Formalises the Definition

  • Aim of amendments were to clear ambiguities in the roles of various stakeholders and provide a constructive rule-based framework for stakeholders within the government of Delhi to work in tandem with the Union Government.

 

Partners not adversaries

  • Union Government by this transformation provides platforms and frameworks to work together.
  • The creation of NITI Aayog, GST Council and accepting the 15th FC recommendations are clear examples of Union Government viewing states as equal partners.

Delhi’s Status

  1. Delhi’s current status as a Union Territory with a Legislative Assembly is an outcome of the 69th Amendment Act. The act introduced Articles 239AA and 239BB in the Constitution.
    • They have created the Union Territory of Delhi with a legislative assembly.
    • Further, the administrator appointed under article 239 gets designated as the Lieutenant Governor. There shall be a council of ministers to aid and advise LG.
    • Lastly, provisions of public order, police and land are not under the jurisdiction of the Delhi government.

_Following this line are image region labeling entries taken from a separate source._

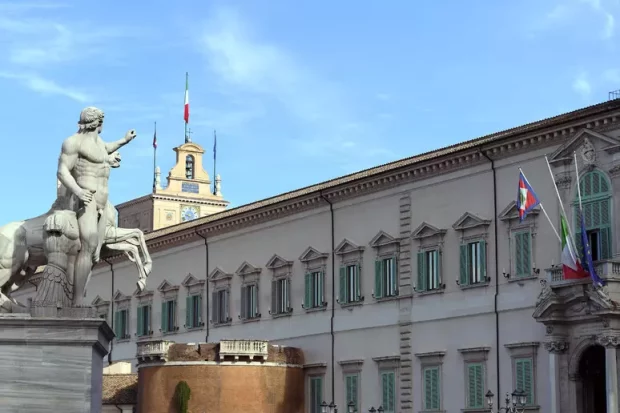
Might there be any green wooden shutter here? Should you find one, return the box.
[304,272,314,308]
[375,260,383,298]
[416,251,426,291]
[459,244,469,285]
[338,265,348,304]
[467,363,484,409]
[161,301,168,333]
[479,240,487,282]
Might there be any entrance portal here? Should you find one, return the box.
[579,345,607,413]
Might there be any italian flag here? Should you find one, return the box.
[560,214,588,280]
[183,73,189,123]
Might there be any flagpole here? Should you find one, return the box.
[519,168,562,242]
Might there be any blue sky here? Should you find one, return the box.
[0,0,620,223]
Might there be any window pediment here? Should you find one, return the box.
[209,267,233,281]
[549,129,620,165]
[235,261,262,277]
[452,212,491,231]
[499,201,540,221]
[411,222,447,239]
[299,247,329,263]
[335,238,364,255]
[265,254,293,270]
[370,231,400,248]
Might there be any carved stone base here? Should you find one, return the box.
[0,307,114,413]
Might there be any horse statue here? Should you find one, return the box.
[0,152,153,311]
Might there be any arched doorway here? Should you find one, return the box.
[579,345,607,413]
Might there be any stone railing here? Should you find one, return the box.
[136,340,174,363]
[220,340,269,361]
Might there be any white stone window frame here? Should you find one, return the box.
[207,267,234,327]
[504,341,540,411]
[235,261,263,323]
[91,296,114,324]
[133,290,153,340]
[112,290,131,343]
[452,212,491,290]
[458,347,491,413]
[332,238,365,308]
[499,201,540,285]
[414,350,446,412]
[266,254,293,318]
[411,222,447,297]
[181,273,208,331]
[369,231,400,302]
[299,247,333,313]
[157,280,180,336]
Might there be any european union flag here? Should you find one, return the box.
[581,211,605,287]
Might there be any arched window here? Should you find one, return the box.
[185,155,194,179]
[575,170,611,261]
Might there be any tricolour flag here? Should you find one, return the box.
[517,172,540,221]
[560,214,588,280]
[183,73,189,123]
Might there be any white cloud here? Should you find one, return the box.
[573,73,592,97]
[0,72,92,103]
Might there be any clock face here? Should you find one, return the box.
[181,206,198,222]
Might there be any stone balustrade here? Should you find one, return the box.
[220,340,269,361]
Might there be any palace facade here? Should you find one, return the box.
[17,100,620,413]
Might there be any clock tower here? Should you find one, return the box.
[116,142,229,232]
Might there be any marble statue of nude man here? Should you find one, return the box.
[58,107,136,305]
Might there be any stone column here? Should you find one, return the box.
[596,335,620,413]
[545,339,568,413]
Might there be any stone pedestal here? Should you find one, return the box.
[0,307,114,413]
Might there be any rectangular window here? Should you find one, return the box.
[271,278,291,314]
[211,288,231,324]
[161,300,177,333]
[338,264,361,304]
[185,294,202,328]
[304,271,325,309]
[422,367,441,410]
[465,363,485,409]
[459,240,486,285]
[136,305,151,337]
[375,257,398,298]
[114,310,129,340]
[416,250,441,291]
[514,357,534,406]
[514,231,532,277]
[310,376,323,413]
[344,374,359,411]
[381,371,396,413]
[241,284,259,320]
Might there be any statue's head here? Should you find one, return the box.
[78,106,104,133]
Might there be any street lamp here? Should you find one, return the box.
[485,389,527,413]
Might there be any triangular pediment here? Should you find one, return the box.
[452,212,491,231]
[181,273,205,287]
[499,201,540,221]
[265,254,293,270]
[411,222,446,239]
[370,231,400,248]
[549,129,620,164]
[91,296,110,307]
[335,238,364,255]
[112,290,131,301]
[235,261,261,275]
[299,247,329,262]
[157,280,179,293]
[209,267,232,281]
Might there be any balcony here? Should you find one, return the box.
[220,340,269,361]
[136,340,174,364]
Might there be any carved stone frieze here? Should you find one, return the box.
[545,340,568,354]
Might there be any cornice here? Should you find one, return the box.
[99,102,620,262]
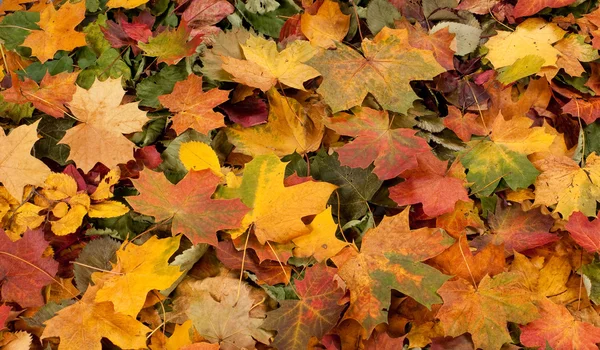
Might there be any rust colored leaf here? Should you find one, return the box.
[326,108,429,180]
[0,230,58,307]
[127,170,248,246]
[263,264,344,350]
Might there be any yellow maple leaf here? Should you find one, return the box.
[221,36,319,91]
[485,18,566,69]
[179,141,224,177]
[60,78,148,173]
[106,0,148,9]
[293,207,348,262]
[225,89,325,157]
[23,1,86,63]
[41,285,151,350]
[92,236,182,317]
[533,153,600,220]
[40,172,129,236]
[223,154,337,244]
[0,120,51,200]
[300,0,350,49]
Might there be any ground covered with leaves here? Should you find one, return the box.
[5,0,600,350]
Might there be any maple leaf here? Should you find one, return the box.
[221,35,319,91]
[0,120,50,199]
[292,207,349,262]
[326,107,430,180]
[565,212,600,253]
[263,264,345,350]
[149,320,193,350]
[100,11,155,55]
[488,203,560,254]
[40,285,151,350]
[428,235,504,283]
[333,208,454,334]
[35,168,129,236]
[300,0,350,49]
[106,0,148,9]
[2,72,78,118]
[0,229,58,307]
[138,21,202,65]
[513,0,577,18]
[167,276,271,350]
[520,298,600,350]
[554,34,600,77]
[308,27,445,113]
[395,18,454,70]
[562,97,600,124]
[437,272,539,350]
[310,151,382,221]
[221,95,269,128]
[127,170,248,246]
[179,141,223,177]
[223,154,336,244]
[485,18,566,69]
[435,201,485,238]
[92,236,182,317]
[225,89,325,157]
[181,0,235,36]
[461,114,555,196]
[158,74,229,135]
[389,152,470,217]
[510,252,579,300]
[216,241,292,285]
[60,78,148,172]
[533,153,600,220]
[444,106,487,142]
[23,1,86,63]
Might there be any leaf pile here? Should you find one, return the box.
[0,0,600,350]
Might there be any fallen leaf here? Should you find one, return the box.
[127,170,248,246]
[0,230,58,308]
[308,27,444,113]
[221,35,319,91]
[333,208,454,334]
[40,286,151,350]
[158,74,229,135]
[171,276,270,350]
[92,236,181,317]
[292,207,349,262]
[520,298,600,350]
[485,18,570,69]
[225,154,336,244]
[263,264,344,350]
[2,72,78,118]
[565,211,600,253]
[437,272,539,350]
[300,0,350,49]
[489,203,560,255]
[23,1,86,63]
[513,0,577,17]
[444,106,487,142]
[138,21,202,64]
[60,79,148,172]
[389,152,470,217]
[326,107,430,180]
[461,114,555,196]
[0,120,50,201]
[216,242,292,285]
[429,236,504,284]
[225,89,325,157]
[533,153,600,220]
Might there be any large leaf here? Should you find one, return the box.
[127,170,248,245]
[308,28,444,113]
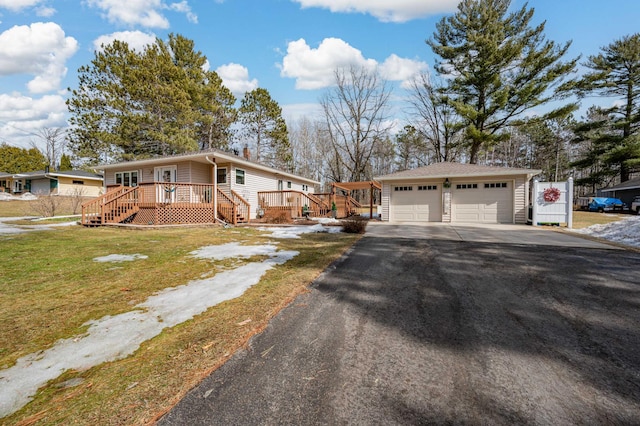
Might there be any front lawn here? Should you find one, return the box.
[0,227,360,425]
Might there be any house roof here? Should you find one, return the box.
[600,177,640,192]
[7,170,102,181]
[374,162,542,181]
[96,149,320,185]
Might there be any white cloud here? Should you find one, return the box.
[93,31,156,52]
[293,0,460,22]
[87,0,198,29]
[36,6,56,18]
[380,54,429,89]
[280,38,377,90]
[169,0,198,24]
[282,103,324,121]
[0,94,67,148]
[216,63,258,95]
[0,22,78,93]
[280,38,427,90]
[0,0,43,11]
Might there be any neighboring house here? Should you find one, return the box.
[375,163,540,223]
[82,150,320,225]
[0,170,103,197]
[598,177,640,207]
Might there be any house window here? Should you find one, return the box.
[216,167,227,183]
[116,170,138,186]
[484,182,507,188]
[236,169,244,185]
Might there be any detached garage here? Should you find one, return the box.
[375,163,540,223]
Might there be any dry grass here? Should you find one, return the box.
[0,227,359,425]
[573,210,629,229]
[0,196,91,217]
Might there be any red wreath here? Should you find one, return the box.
[542,188,560,203]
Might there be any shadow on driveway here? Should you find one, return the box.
[161,224,640,424]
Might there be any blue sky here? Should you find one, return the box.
[0,0,640,147]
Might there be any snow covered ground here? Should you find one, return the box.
[572,216,640,248]
[0,224,323,418]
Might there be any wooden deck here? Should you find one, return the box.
[81,182,250,226]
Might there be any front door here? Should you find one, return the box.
[154,166,178,203]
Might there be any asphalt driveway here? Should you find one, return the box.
[160,223,640,425]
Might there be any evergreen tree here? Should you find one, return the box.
[60,154,73,172]
[409,74,463,165]
[67,34,235,164]
[427,0,577,163]
[239,88,293,170]
[579,33,640,182]
[571,107,619,193]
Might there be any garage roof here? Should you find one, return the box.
[600,177,640,192]
[374,162,542,181]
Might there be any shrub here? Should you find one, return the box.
[342,217,369,234]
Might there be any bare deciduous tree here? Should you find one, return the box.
[31,127,67,169]
[320,67,391,181]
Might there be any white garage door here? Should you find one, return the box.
[389,184,442,222]
[451,181,513,223]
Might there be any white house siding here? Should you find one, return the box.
[58,177,103,197]
[513,176,529,223]
[187,161,213,183]
[380,183,391,222]
[30,179,51,195]
[234,167,278,219]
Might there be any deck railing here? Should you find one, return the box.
[218,188,238,225]
[231,190,251,222]
[258,190,331,217]
[81,182,214,225]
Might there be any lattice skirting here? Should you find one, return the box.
[132,206,215,225]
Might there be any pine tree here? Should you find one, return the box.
[67,34,235,164]
[427,0,577,163]
[579,34,640,182]
[239,88,293,170]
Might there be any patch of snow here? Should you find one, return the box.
[0,216,78,235]
[311,217,340,225]
[0,244,299,418]
[258,223,341,238]
[93,253,149,262]
[189,242,277,260]
[572,216,640,247]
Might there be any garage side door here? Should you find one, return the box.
[389,184,442,222]
[451,181,513,223]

The Centre will maintain these provisions.
  2. Article 239AA(4) mandates that in case of a difference of opinion between the L-G and the Council of Ministers, the L-G has to refer the issue to the President.
    • Until the decision is pending before the President, the L-G can use his discretion to take immediate action if urgency requires him/her to take an action.
  3. The GNCTD Act 1991 got passed to supplement the constitutional provisions relating to the Assembly and the Council of Ministers in the national capital. The act outlines few important provisions such as: 
    • the powers of the Assembly
    • the discretionary powers enjoyed by the L-G 
    • duties of the Chief Minister with respect to the need to furnish information to the L-G

Importance of Delhi

  • The National capital has
  • Country’s legislature
  • The seat of union Government
  • Judiciary
  • Diplomatic Mission
  • And other institutions of national importance

It deserves smooth functioning and cannot be subject to misadventures arising from the ambiguities in the roles and responsibilities of its stakeholders.

Conclusion

Making Delhi Assembly rules consistent with the rules of the Lok sabha or ensuring that the opinion of the LG is taken can only ensure clarity and foster an environment of co-operation.